Anunciado como vantajoso para o Brasil, o alinhamento com os Estados Unidos, por enquanto, rende mais frutos para um dos lados – e não é o brasileiro. O Brasil alterou a sua política externa buscando uma aproximação com os Estados Unidos, com o discurso de que se tratava de uma guinada pragmática, que seria benéfica ao país do ponto de vista comercial, além de render acordos na área de defesa e o apoio americano a demandas em organismos multilaterais.
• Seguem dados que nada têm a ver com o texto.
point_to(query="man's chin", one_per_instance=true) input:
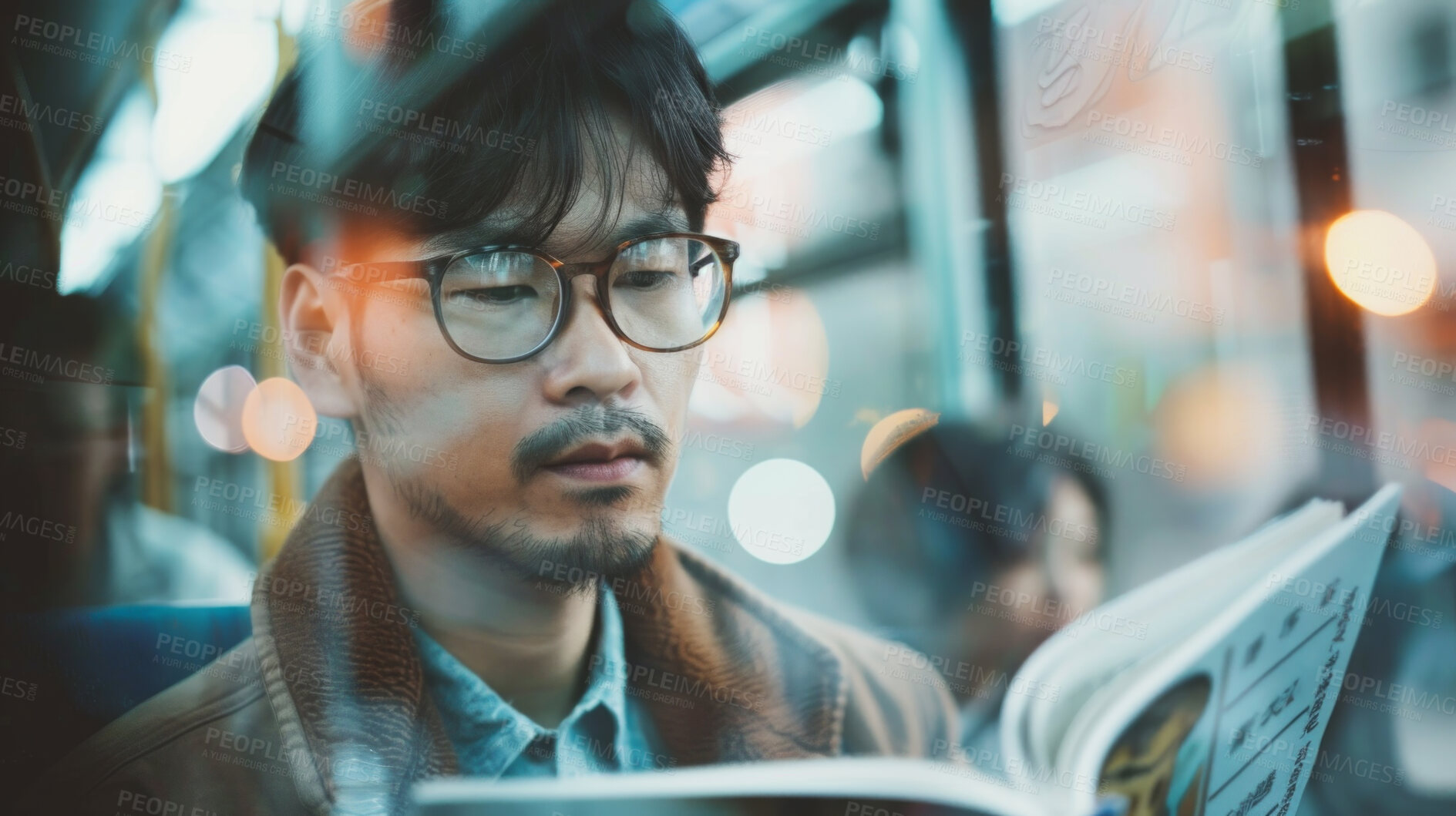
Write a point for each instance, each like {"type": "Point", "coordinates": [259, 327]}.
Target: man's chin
{"type": "Point", "coordinates": [581, 562]}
Por enquanto, o Brasil cedeu mais do que levou. Cedeu ao aumentar a cota de importação de etanol, sem tarifa, um afago direto aos Estados Unidos. Também topou tirar a obrigatoriedade de visto para turistas americanos (os de outros países também ganharam o benefício, é verdade. Mas, novamente, o afago tinha um destinatário).

BASE ESPACIAL – O uso da base de Alcântara, por meio do Acordo de Salvaguardas Tecnológicas que se arrastava por anos, também foi uma sinalização relevante aos EUA, com diferentes leituras entre os analistas sobre se, de fato, o acordo é benéfico ao país.

Do lado brasileiro, havia a expectativa de que os Estados Unidos retribuíssem os gestos de boa vontade, por meio de uma defesa mais firme sobre a entrada do Brasil na Organização para a Cooperação e Desenvolvimento Econômico (OCDE) – a Argentina estava na fila antes, mas a realidade é que a equipe econômica esperava, sim, uma manifestação contundente do governo americano a respeito do ingresso do Brasil no clube dos ricos.

Para isso, o governo brasileiro aceitou abrir mão do status de país em desenvolvimento na Organização Mundial do Comércio (OMC), o que lhe rendia algumas vantagens na concessão de incentivos. O Ministério da Agricultura também tinha como prioridade derrubar as barreiras americanas à importação de carne brasileira in natura, o que não aconteceu durante a viagem da ministra Tereza Cristina ao país em outubro.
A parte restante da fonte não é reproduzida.